Minn. Lawmakers to Introduce Medical Marijuana Bill Thursday
A bill legalizing medical marijuana is back in Minnesota. On Thursday, a group of lawmakers from both parities will introduce legislation that would allow Minnesotans to use medical marijuana if their doctors recommend it.
If passed, pot would only be available for patients with certain conditions like cancer, glaucoma, HIV/AIDS or multiple sclerosis. The Department of Health would issue special ID cards and regulate the number of dispensaries.
"It will be the most restrictive bill in the United states for medical marijuana. It's going to be more restrictive than any other bill in any other state," said Rep. Tom Hackbarth, R-Cedar, who is one of the bill's authors.
When Kathy Rippentrop's mother Jane was diagnosed with colon cancer, she was given one year to live. She survived four and a half years.
"It was very hard to see somebody that fun-loving that sick. We're a fun family, we wanted to bring the fun back," Rippentrop said.
Rippentrop says those final years were made better because her mom smoked marijuana to help her symptoms.
"It brought her back to normal, it made her feel good, it made her laugh. It made her be able to spend her last years going out to eat with all of us kids, going shopping with us," Rippentrop said.
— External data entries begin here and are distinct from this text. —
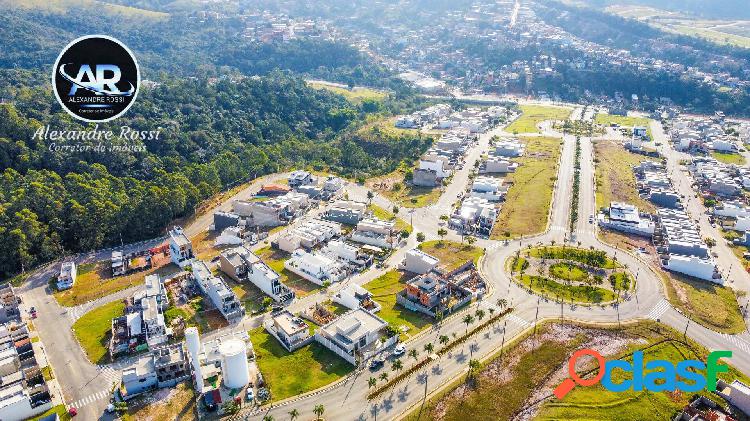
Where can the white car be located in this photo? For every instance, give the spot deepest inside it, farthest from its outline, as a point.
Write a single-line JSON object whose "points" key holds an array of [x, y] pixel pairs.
{"points": [[399, 350]]}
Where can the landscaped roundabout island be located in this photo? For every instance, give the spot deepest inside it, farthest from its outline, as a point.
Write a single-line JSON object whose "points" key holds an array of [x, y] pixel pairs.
{"points": [[570, 274]]}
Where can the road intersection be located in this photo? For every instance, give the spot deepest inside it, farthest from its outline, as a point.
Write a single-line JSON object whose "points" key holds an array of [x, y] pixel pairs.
{"points": [[83, 381]]}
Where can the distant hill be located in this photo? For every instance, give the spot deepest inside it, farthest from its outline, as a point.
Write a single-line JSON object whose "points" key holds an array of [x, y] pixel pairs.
{"points": [[711, 9], [96, 8]]}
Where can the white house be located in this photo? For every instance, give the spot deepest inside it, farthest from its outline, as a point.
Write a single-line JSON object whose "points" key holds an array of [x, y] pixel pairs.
{"points": [[217, 291], [67, 277], [180, 248], [315, 267], [354, 296], [435, 163], [697, 267], [356, 332], [417, 261]]}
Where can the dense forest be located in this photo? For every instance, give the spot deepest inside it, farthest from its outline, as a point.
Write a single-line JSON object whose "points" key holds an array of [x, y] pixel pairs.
{"points": [[214, 134]]}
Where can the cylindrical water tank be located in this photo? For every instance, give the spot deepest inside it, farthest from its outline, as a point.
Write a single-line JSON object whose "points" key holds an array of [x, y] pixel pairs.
{"points": [[234, 366], [193, 340]]}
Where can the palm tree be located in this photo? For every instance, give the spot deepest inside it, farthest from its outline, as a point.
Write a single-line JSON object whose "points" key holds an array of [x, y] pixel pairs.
{"points": [[480, 314], [468, 319], [397, 365], [443, 339], [318, 411], [442, 232], [474, 366], [413, 353]]}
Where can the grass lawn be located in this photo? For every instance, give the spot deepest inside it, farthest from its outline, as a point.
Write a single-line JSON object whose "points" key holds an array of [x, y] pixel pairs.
{"points": [[527, 372], [623, 121], [93, 330], [615, 180], [595, 258], [94, 282], [535, 114], [275, 260], [708, 304], [289, 374], [729, 158], [526, 207], [387, 215], [451, 254], [355, 95], [584, 294], [398, 189], [568, 272], [384, 290]]}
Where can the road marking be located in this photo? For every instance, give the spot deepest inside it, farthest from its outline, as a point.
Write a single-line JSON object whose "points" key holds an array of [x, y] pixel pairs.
{"points": [[519, 321], [80, 403], [660, 308], [741, 343]]}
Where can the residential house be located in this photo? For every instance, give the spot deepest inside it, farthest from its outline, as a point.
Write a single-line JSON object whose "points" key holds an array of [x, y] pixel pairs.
{"points": [[67, 277], [355, 335], [180, 248], [217, 291], [242, 265]]}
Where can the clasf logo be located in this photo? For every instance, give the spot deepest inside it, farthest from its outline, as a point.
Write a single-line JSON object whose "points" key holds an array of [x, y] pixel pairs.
{"points": [[684, 376], [96, 78]]}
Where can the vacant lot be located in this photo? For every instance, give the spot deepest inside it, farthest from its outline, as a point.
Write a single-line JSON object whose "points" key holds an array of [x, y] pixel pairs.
{"points": [[535, 114], [289, 374], [94, 282], [384, 290], [533, 366], [615, 180], [93, 330], [526, 207], [396, 187], [451, 254], [729, 158], [275, 260], [355, 95], [709, 304]]}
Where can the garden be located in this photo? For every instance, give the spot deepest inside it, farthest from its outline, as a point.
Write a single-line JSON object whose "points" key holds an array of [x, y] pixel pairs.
{"points": [[570, 274]]}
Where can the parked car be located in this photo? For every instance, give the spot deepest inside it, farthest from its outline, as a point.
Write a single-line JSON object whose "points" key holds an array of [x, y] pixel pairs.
{"points": [[399, 350], [376, 363]]}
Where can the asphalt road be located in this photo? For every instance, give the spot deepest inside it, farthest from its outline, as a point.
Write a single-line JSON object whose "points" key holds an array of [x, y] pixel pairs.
{"points": [[346, 400]]}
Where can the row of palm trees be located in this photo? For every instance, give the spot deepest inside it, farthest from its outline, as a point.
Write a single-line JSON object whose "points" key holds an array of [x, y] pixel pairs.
{"points": [[318, 410]]}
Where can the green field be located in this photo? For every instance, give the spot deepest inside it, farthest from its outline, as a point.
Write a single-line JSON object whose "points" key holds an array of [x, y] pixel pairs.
{"points": [[93, 330], [289, 374], [355, 95], [623, 121], [729, 158], [527, 203], [387, 215], [708, 304], [528, 372], [615, 180], [384, 290], [535, 114], [451, 254]]}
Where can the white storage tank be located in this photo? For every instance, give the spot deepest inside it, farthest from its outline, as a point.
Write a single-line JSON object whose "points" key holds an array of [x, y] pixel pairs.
{"points": [[234, 366], [193, 340]]}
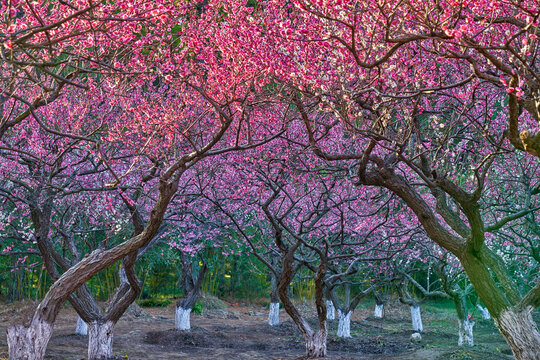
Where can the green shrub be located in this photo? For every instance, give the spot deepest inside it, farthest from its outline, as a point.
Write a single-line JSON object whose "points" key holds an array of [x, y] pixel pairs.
{"points": [[211, 302], [154, 303]]}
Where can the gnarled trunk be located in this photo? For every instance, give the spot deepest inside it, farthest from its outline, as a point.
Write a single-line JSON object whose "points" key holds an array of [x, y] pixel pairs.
{"points": [[100, 340], [29, 343], [416, 318], [316, 345], [520, 332], [182, 318], [330, 310], [273, 314], [378, 311], [484, 312], [465, 332], [82, 327], [344, 325]]}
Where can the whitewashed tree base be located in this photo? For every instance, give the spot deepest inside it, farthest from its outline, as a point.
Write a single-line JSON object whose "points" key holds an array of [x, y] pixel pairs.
{"points": [[378, 311], [100, 340], [29, 343], [316, 346], [183, 318], [465, 332], [273, 314], [416, 319], [344, 325], [82, 327], [330, 310]]}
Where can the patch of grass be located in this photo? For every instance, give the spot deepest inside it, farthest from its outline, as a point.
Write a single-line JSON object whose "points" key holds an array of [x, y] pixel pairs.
{"points": [[154, 303], [211, 302]]}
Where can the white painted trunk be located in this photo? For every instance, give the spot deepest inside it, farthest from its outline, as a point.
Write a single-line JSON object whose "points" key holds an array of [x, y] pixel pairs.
{"points": [[416, 319], [330, 310], [520, 332], [183, 318], [273, 314], [29, 343], [465, 332], [344, 325], [100, 340], [82, 327], [378, 311], [484, 312], [316, 346]]}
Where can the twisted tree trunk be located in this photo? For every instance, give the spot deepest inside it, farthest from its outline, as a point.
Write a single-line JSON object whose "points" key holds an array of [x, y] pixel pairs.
{"points": [[273, 313], [344, 324], [192, 287], [29, 343], [330, 310], [100, 340], [82, 327], [521, 333]]}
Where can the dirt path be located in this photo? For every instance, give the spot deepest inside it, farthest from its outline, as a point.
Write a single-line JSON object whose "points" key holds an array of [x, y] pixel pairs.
{"points": [[242, 333]]}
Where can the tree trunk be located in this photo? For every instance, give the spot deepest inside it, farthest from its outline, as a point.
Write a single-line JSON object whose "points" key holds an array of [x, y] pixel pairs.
{"points": [[484, 312], [316, 345], [273, 314], [416, 318], [520, 332], [82, 327], [29, 343], [100, 340], [465, 332], [344, 325], [183, 318], [378, 311], [330, 310]]}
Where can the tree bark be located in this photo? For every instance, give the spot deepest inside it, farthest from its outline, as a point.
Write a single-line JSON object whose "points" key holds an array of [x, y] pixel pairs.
{"points": [[344, 325], [520, 332], [100, 340], [29, 343], [378, 312], [416, 318], [465, 332], [273, 314], [182, 318], [82, 327], [484, 312], [316, 345], [330, 310]]}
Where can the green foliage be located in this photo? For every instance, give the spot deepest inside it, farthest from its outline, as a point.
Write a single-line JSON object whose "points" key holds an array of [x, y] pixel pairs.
{"points": [[154, 302], [211, 302]]}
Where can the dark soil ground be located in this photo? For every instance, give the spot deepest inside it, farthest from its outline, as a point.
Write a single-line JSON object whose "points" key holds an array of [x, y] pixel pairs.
{"points": [[241, 332]]}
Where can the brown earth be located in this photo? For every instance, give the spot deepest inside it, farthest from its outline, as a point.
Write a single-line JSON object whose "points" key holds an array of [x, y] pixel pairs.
{"points": [[241, 332]]}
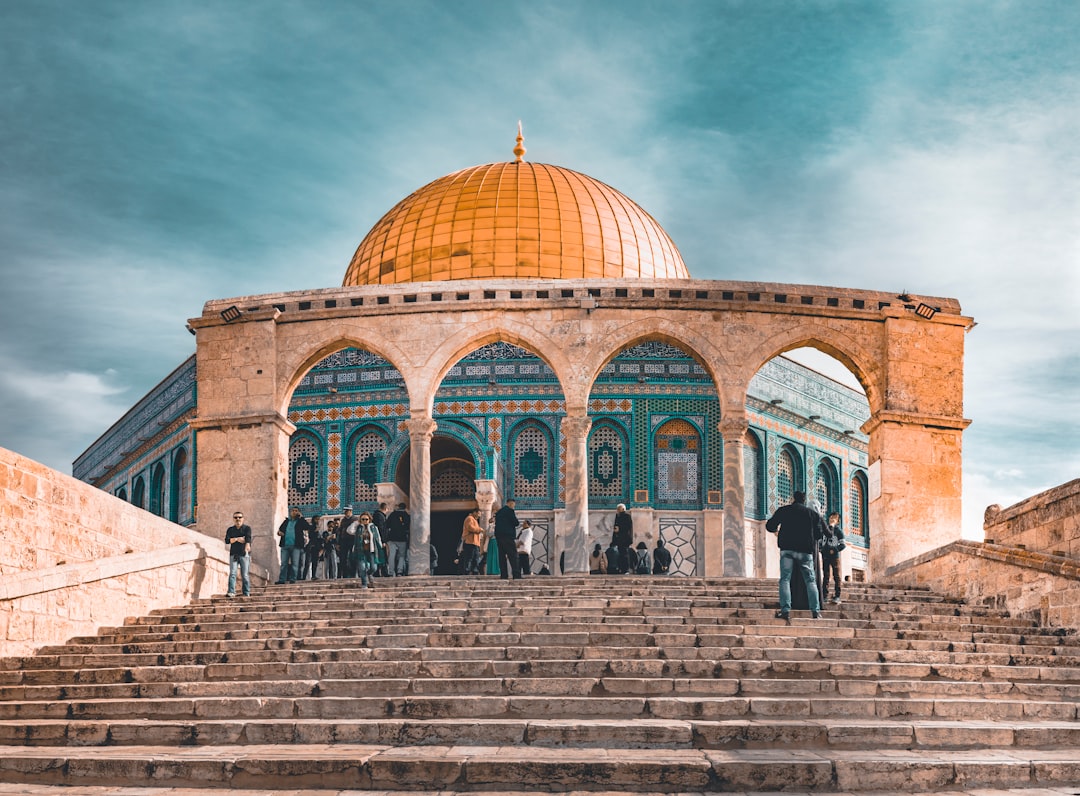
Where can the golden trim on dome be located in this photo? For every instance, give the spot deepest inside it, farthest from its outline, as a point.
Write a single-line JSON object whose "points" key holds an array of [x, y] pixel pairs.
{"points": [[520, 147]]}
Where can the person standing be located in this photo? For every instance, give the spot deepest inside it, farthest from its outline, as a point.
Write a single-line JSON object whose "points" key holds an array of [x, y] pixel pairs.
{"points": [[292, 538], [329, 550], [379, 517], [661, 558], [347, 539], [597, 562], [831, 557], [525, 548], [397, 538], [505, 537], [366, 550], [238, 537], [798, 528], [472, 541], [623, 537]]}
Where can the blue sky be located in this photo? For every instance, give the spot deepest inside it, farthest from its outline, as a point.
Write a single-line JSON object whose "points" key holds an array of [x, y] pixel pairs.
{"points": [[156, 154]]}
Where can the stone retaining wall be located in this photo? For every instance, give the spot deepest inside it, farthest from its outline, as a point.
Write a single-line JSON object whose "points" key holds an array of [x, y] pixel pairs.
{"points": [[1021, 581], [1045, 523], [76, 558]]}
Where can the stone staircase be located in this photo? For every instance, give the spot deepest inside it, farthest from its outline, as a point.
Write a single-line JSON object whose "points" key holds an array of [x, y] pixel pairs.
{"points": [[603, 684]]}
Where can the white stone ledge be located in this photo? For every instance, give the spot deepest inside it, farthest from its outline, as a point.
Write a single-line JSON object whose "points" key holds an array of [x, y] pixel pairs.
{"points": [[69, 576]]}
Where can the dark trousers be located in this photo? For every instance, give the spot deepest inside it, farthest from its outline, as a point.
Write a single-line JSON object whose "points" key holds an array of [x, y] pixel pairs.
{"points": [[470, 560], [508, 556], [831, 564]]}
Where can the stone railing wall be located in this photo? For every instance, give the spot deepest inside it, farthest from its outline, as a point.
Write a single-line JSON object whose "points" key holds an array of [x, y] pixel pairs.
{"points": [[1021, 581], [76, 558], [1045, 523]]}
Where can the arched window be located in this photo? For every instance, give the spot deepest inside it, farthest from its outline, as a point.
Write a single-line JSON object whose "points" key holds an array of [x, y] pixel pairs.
{"points": [[677, 446], [607, 476], [368, 449], [179, 487], [158, 489], [856, 506], [138, 493], [753, 464], [304, 464], [787, 475], [531, 450], [825, 491]]}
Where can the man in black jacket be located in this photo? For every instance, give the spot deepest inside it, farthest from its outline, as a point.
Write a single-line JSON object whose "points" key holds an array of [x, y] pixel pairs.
{"points": [[799, 529], [505, 537], [293, 537]]}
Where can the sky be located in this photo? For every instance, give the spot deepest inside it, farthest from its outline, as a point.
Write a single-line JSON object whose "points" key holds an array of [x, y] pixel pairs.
{"points": [[157, 154]]}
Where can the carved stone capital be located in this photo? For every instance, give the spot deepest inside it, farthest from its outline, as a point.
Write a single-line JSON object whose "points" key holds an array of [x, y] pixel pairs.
{"points": [[420, 429], [732, 427], [576, 428]]}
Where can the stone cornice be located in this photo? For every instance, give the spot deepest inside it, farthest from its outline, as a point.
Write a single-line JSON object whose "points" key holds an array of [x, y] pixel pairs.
{"points": [[585, 296], [914, 418], [240, 421]]}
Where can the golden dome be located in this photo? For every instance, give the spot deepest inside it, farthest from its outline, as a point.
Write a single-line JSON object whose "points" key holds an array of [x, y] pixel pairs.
{"points": [[514, 219]]}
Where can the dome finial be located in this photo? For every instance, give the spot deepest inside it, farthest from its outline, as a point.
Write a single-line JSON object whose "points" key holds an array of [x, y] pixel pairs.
{"points": [[520, 148]]}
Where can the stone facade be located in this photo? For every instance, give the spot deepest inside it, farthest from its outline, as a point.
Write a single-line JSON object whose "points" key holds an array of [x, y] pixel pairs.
{"points": [[79, 558], [1021, 581], [252, 359], [1045, 523]]}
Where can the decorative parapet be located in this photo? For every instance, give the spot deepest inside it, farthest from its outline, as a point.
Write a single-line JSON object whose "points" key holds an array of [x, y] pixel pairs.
{"points": [[588, 295]]}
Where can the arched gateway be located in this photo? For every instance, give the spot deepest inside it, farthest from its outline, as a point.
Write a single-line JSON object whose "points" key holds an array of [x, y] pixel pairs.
{"points": [[566, 267]]}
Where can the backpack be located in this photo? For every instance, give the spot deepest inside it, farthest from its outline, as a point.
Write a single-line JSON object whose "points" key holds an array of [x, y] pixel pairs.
{"points": [[643, 563]]}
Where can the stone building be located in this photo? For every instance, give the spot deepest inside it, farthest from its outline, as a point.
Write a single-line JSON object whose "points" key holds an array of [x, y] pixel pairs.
{"points": [[521, 329]]}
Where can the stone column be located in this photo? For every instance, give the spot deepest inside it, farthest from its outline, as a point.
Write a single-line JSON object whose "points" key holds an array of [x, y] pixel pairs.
{"points": [[732, 429], [420, 430], [243, 466], [575, 538]]}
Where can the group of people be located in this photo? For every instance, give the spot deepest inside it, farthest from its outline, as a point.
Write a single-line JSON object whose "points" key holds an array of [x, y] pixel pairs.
{"points": [[622, 557], [364, 545], [504, 549], [801, 535]]}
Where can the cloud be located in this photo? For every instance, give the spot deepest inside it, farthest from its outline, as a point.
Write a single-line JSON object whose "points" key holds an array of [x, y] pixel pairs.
{"points": [[52, 410]]}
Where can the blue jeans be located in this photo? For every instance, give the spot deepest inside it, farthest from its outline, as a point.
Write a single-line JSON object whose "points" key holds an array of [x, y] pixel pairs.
{"points": [[397, 558], [365, 565], [244, 564], [788, 560], [289, 565]]}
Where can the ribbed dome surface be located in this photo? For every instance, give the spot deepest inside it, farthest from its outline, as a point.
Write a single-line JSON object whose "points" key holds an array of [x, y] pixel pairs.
{"points": [[514, 219]]}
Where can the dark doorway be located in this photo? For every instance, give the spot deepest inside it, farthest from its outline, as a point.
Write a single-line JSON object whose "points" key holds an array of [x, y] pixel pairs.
{"points": [[445, 535]]}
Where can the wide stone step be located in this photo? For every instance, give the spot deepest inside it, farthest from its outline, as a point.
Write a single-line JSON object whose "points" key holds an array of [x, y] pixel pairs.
{"points": [[501, 769], [532, 702], [836, 733]]}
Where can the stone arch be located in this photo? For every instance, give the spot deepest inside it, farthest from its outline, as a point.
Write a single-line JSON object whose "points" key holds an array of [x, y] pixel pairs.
{"points": [[696, 345], [858, 358], [296, 364], [495, 331]]}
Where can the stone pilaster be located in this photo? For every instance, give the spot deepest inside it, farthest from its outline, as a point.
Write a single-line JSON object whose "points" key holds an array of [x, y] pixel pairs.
{"points": [[914, 485], [732, 429], [575, 537], [243, 466], [420, 430]]}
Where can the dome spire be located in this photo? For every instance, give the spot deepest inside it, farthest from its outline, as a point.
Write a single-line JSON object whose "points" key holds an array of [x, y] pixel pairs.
{"points": [[520, 148]]}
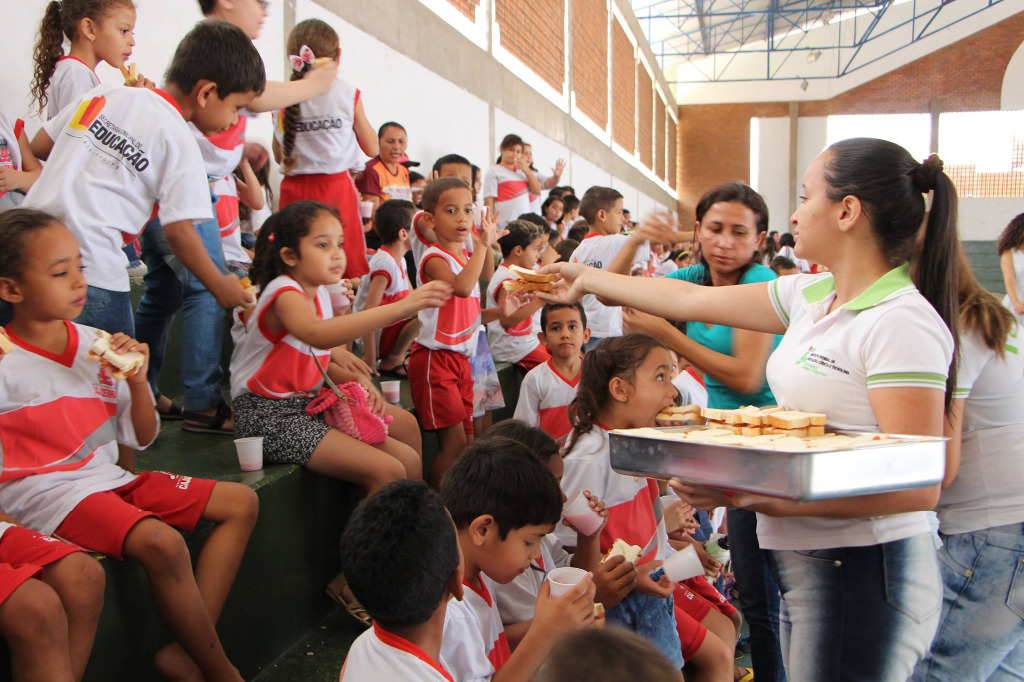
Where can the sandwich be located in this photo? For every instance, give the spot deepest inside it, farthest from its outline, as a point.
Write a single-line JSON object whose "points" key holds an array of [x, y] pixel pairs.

The Minnesota bill would allow patients to grow marijuana if they live more than 15 miles from a dispensary.
Law enforcement groups like the Minnesota Chiefs of Police Association oppose legalizing pot for any reason. In 2009, they said the bill would, "negatively impact law enforcement's ability to efficiently and effectively investigate the unlawful cultivation, distribution, and possession of marijuana."
It is unlikely the bill will move forward during this legislative session. Supporters are hoping it will gain momentum over the summer when they can work out any differences.
Governor Mark Dayton has said he would resist such a law without law enforcement support.